本来の自分奪う「他人のまなざし」
著者はてんかんと精神病理学を専門とする精神科医で、自身をADHD(注意欠如・多動症)と診断する立場から『発達障害の内側から見た世界 名指すことと分かること』(講談社選書メチエ)という著書もある。発達障害に病理としての本質があるという立場を取らず、むしろニューロダイバーシティーという多様性の視点から、発達障害の位置付けも相対化していこうと目論んでいるようだ。著者は本書で、他人の「いいね」に縛られるような「健常者」、いわゆる定型発達者も「ニューロティピカル」という病理を持つのではないかと主張する。これが本書のタイトルにもある「健常発達という病」である。対比されるのは、二人の女の子、AちゃんとBちゃんだ。怪獣や昆虫に夢中で、他人からの評価はおよそ眼中にないAちゃんと、他人の「いいね」に敏感なBちゃん。二人はランドセルの色がかぶってしまい、それが気に入らないBちゃんは取り巻きと一緒になってAちゃんに「いじわるコミュニケーション」(「いじコミ」)をしかける。しかし人間関係に無関心なAちゃんは「いじコミ」に思ったほど反応しない。おわかりのとおり、Aちゃんにはどうやら発達障害傾向がありそうだ。ただ一点、野暮な指摘をしておけば、現代のSNS上で「いいね」を集めるのはBちゃんよりもAちゃんだろうと評者は考える。

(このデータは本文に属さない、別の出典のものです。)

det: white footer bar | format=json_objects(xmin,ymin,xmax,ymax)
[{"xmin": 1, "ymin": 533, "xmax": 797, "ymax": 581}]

本書の後半は一気呵成(いっきかせい)に、人間の本質に迫る哲学的議論になっていく。思想、哲学にも通じた精神病理学者の面目躍如たるところで、非常に興味深い議論が展開していく。
著者はサルトルを援用しつつ、人間存在のありようを、机や椅子のような存在と本質が一致している「即自」存在とは異なり、自分の存在に意識を向けるような「対自」的なものとみなす。「即自」と「対自」の違いは「無」、すなわち余白や隙間を含むかどうかだ。無=隙間というのは、この自分と「本来の自分」との間の隙間を意味する。サルトルによれば、そこの隙間を奪うのが「他者のまなざし」なのである。
著者は子ども時代きゅうりが嫌いで、無理に食べさせられても吐き出していた。他者のまなざしを意に介さず、「嫌い」を全身で表出できた。このときの著者は、先述の「隙間」が小さく、身体的な反応と自分自身がほぼ一致していた。この感覚は「デカルト的コギタチオ」と呼ばれる。しかし大人になると、「嫌いなのに好きなフリをする」といった場面が増えてきて、その「隙間」が開いてくる。たとえば「Aちゃん」(発達障害)では隙間が小さく、「Bちゃん」(健常発達)は隙間が大きい。
精神病理学には、このいずれに人間の本質をみるかという対照的な考え方がある。伝統的には後者が優位だが、著者も言うように、こちらは他者の「いいね」(=まなざし)に執着し束縛されるという意味で「健常発達」の病理を抱える。著者は木村敏(びん)、ドゥルーズらの思想に基づき、先の「デカルト的コギタチオ」の感覚に、健常発達の病理から解放される糸口を見出している。外部から不意に「やってくる」その感覚を捉えるには、私たち自身が秘めたADHD的なポテンシャルを大切にすべし、という著者の指摘に大いにうなずいた。